Carlotto, whose grandson became the 114th stolen child to be found, said she would keep working to locate the nearly 400 others who are still missing.

"It doesn't end here. I will keep up the struggle. I'm going to keep working... to find all the others who are missing," she said.

Hurban's other grandmother, 91-year-old Hortensia Ardua, broke into tears describing how he resembled his father, Walmis Oscar, in photos.

"Seeing him was like seeing my son, because they're exactly alike. It's overwhelming to know he's ours. I want to see him, to hug him, to know he's my grandson," she told radio network Red prior to the meeting.

There were joyous reactions to the news throughout Argentina, including from football stars and national icons Diego Maradona and Lionel Messi.

"Football isn't the only thing that can unite us," Maradona posted on Facebook alongside a photo of Carlotto giving him a hug.

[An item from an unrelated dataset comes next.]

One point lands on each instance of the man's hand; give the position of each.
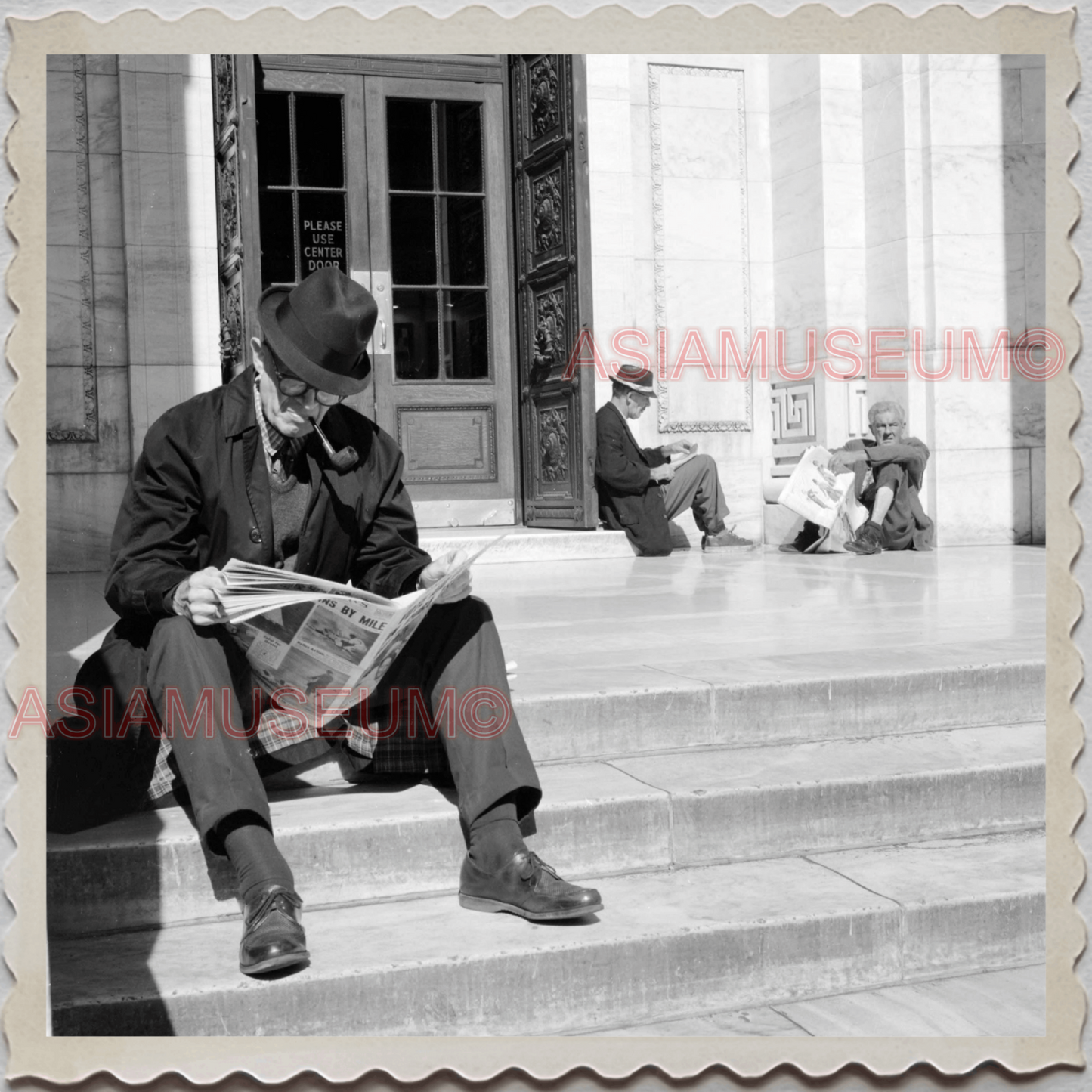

"Happy and excited about Estela Carlotto's grandson," Messi wrote on Facebook. "We must keep up the fight, there are many more! You have our full support." Friends said Hurban, a jazz musician and composer who lives in Olavarria, a city about 350 kilometers (215 miles) southwest of Buenos Aires, had gone in for testing on a hunch and was himself caught off guard by the news.

He had been told the test results would take three months, a friend told newspaper La Nacion.

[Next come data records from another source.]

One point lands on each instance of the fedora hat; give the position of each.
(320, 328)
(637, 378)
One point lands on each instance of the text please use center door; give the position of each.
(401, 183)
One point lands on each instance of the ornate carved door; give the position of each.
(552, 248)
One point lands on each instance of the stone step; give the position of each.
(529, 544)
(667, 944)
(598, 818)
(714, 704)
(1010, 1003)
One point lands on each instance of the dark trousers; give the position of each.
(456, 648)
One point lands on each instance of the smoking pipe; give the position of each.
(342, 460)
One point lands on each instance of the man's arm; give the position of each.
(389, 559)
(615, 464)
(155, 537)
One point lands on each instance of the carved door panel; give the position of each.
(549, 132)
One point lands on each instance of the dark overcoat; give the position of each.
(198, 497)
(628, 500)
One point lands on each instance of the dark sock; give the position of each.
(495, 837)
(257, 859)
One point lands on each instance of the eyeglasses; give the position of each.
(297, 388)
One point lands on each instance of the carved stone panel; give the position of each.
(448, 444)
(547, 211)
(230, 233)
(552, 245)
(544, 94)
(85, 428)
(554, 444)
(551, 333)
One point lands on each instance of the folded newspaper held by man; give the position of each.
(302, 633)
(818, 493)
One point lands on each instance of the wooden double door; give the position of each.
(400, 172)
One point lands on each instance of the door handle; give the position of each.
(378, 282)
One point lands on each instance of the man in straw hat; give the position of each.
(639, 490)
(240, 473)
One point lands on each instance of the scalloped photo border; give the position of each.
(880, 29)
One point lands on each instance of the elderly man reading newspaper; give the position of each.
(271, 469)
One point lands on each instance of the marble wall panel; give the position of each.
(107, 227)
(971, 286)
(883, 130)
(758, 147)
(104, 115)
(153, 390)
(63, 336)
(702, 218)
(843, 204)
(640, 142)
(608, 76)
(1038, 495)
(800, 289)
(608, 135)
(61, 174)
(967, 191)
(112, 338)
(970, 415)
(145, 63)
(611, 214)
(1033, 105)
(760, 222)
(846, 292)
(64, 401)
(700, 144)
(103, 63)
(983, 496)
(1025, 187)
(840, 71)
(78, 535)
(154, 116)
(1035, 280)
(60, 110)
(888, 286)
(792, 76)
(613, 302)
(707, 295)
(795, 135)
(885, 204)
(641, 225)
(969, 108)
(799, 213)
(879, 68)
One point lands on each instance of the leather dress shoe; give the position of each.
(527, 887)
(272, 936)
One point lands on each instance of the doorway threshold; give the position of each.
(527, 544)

Instead, they came back in 10 days.

"They took him by surprise," said the friend, who asked not to be named.

He said Hurban was "calm" but also worried how the news would affect the parents who raised him.

- Parents killed in captivity -

Laura Carlotto, a leftist militant, was three months pregnant when she was taken to a prison camp by the rightwing authoritarian regime in 1977.

She gave birth on June 26, 1978, while in captivity. She named the boy Guido but was killed two months after he was born. Her body was later handed to her mother.

The boy's father was also killed in captivity.

Many children taken from political prisoners during the dictatorship were raised by military and police officials. Others were even taken in by their parents' killers.

In 2012, former dictators Jorge Videla, who has since died, and Reynaldo Bignone were sentenced to 50 years and 15 years in prison, respectively, over the regime's theft of babies.

An estimated 30,000 people were killed or abducted and presumed killed during the dictatorship.